Thing is while breast is best etc etc formula isn't poisonous. So many people were FF in the 70s etc and have gone on to be healthy.

Hopefully as you both look into it, he will mellow his POV. Might be worth investigating FF as well just in case and to reassure him that when you go back to work (or before if that is the way it turns out) and the baby has formula it will be fine.

thislittlesisterlola · 08/01/2010 13:23

Thank you for your kind words.

BUnder- hopefully i will be able to switch between eventually.

Imso- yes it is a lot of pressure, on top of everything else when pg. Will ivestigate ff too as when back at work i will need to.

OP posts:
ImSoNotTelling · 08/01/2010 14:11

Good luck with it all, and remember there are loads of MNers who can help if you get into difficulties

Picante · 08/01/2010 14:20

Hi Lola!

I exclusively expressed for ds for a year.

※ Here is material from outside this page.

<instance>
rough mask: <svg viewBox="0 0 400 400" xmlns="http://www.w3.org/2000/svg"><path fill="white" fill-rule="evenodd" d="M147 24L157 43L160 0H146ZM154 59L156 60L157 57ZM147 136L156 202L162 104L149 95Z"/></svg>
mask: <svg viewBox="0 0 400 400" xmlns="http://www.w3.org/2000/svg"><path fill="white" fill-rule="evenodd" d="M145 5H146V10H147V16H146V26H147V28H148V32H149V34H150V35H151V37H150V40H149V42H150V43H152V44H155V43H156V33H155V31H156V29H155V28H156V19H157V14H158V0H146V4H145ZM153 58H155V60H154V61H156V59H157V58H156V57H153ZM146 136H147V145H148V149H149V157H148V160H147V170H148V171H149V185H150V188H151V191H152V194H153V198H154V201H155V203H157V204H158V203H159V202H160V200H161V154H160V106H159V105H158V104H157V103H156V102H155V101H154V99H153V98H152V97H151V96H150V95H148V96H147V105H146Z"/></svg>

For the first six months I didn't go anywhere, no toddler/baby groups, nothing. I was expressing every 2 hours for 15 minutes at a time, and also at 2am when he'd started sleeping through.

It is very hard work.

I think your dh needs to realise how hard and time-consuming pumping is. When you're attached to that pump you can't do anything with the baby.

I had to hire a double electric pump at a cost of £50 a month.

Second time around I'm breastfeeding but expressing when possible to have a store in the fridge and a bit in the freezer.

Feeding time is special to begin with, but imo becomes a bit tedious! I bet given a few months you'd be fighting over who got to stay downstairs and watch tv while the other one had to feed the baby!

thatsnotmymonster · 08/01/2010 14:28

Hi there!

As others have said just wait and see how it goes and don't be too hard on yourself whatever happens!

I bf my 3 for 6 months and introduced a bottle for EBM in the first week. Never had a problem with any of them refusing the breast! My sister has also done this with her 3.

Her youngest is only 7mths and was born at 33+6weeks. As she was so tiny she needed top-up feeds in hospital- via a tube at first and then EBM in a bottle. When I questioned this (as I thought it was frowned upon due to teat confusion) my sis told me that they no longer think there is such a thing as new research has disproved it.

Expressing can be very difficult- I had very mixed experiences. Sometimes it was easy and other times couldn't squeeze a drop out. If you are really serious I would get an electric pump and read some reviews to see which ones are recommended.

With my dc1 I leaked massively in the first week, went out to mothercare and leaked through breast pads, bra and t-shirt it was awful and so humiliating So be prepared. It settled down after a few days but I needed breast pads for the whole 6 mths as one breast would always leak whilst I was feeding/expressing from the other.